[f. TRUE a.]
† 1. trans. To prove true, verify. Obs. rare1.
1647. Ward, Simp. Cobler (1843), 81. Easilier told than tryed or trued.
2. To make true, as a piece of mechanism or the like; to place, adjust, or shape accurately; to give the precise required form or position to; to make accurately or perfectly straight, level, round, smooth, sharp, etc., as required. Often with up.
1841. Civil Eng. & Arch. Jrnl., IV. 234/1. An apparatus for truing up the wheels of carriages and engines on railways.
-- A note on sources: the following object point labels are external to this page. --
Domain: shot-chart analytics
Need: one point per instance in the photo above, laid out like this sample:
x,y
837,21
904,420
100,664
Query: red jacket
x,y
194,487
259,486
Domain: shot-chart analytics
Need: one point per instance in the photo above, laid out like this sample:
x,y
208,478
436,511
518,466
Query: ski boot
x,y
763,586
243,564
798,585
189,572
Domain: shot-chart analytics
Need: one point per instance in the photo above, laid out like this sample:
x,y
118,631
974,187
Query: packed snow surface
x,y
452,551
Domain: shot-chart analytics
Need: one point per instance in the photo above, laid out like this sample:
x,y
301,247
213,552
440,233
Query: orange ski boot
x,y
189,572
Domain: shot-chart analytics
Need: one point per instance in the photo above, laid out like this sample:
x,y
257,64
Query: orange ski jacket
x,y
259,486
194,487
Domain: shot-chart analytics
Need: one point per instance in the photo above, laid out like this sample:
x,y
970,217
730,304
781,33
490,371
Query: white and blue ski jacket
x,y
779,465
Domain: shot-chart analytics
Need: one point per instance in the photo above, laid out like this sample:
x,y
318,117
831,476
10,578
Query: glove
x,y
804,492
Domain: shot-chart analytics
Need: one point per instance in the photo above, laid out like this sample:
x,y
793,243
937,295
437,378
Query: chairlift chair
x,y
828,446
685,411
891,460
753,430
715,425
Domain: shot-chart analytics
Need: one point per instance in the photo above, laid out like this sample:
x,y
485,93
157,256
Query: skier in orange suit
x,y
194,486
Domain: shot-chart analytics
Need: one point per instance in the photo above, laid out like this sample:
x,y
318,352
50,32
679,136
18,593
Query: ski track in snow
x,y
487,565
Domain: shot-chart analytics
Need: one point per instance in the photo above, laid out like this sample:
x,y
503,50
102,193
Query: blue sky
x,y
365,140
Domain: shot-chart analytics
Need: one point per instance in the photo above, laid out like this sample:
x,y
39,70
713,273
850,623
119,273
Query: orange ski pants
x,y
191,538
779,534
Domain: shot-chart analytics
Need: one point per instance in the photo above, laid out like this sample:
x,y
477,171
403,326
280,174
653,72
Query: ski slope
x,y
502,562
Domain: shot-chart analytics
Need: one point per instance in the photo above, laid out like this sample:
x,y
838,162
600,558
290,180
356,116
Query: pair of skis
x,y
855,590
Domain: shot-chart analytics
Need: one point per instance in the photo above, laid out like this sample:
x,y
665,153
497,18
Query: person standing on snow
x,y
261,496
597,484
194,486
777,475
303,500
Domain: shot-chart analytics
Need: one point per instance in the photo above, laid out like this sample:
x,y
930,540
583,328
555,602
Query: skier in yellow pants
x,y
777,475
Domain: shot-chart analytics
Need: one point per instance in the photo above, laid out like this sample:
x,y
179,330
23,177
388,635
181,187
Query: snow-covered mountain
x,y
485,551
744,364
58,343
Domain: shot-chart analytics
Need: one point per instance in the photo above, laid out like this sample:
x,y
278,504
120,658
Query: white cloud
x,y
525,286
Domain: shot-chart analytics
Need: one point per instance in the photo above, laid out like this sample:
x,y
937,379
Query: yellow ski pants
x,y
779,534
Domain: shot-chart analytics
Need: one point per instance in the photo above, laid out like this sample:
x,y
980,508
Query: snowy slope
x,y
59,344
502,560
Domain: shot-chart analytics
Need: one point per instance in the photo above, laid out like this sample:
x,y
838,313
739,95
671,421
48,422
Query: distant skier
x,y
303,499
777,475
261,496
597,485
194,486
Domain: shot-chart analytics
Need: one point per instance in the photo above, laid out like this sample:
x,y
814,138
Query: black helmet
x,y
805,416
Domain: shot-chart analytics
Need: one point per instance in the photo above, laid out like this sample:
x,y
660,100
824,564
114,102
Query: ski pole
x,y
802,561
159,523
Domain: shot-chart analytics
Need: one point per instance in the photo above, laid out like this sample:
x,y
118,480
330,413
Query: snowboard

1875. Knight, Dict. Mech., Marble-finishing Machine, one for truing and molding the edges of marble slabs for mantels, tables, etc.
1881. Greener, Gun, 267. The common barrels are done at half the cost of the best by grinding them without turning and trueing them in the lathe.
1888. Hasluck, Model Engin. Handybk. (1900), 84. The next thing is to true up the valve-face on the cylinder.
Hence Truing vbl. sb. (also attrib.).
18514. Tomlinson, Cycl. Arts (1867), II. 40/1. The trueing of the lenses being completed, the polishing is next proceeded with.
1877. Knight, Dict. Mech., Truing-tool, a device for truing the face of a grindstone, or any other surface.
1897. A. C. Pemberton, et al., Complete Cyclist, iii. 82. [The jointless rim] takes even less trueing than a good wood rim.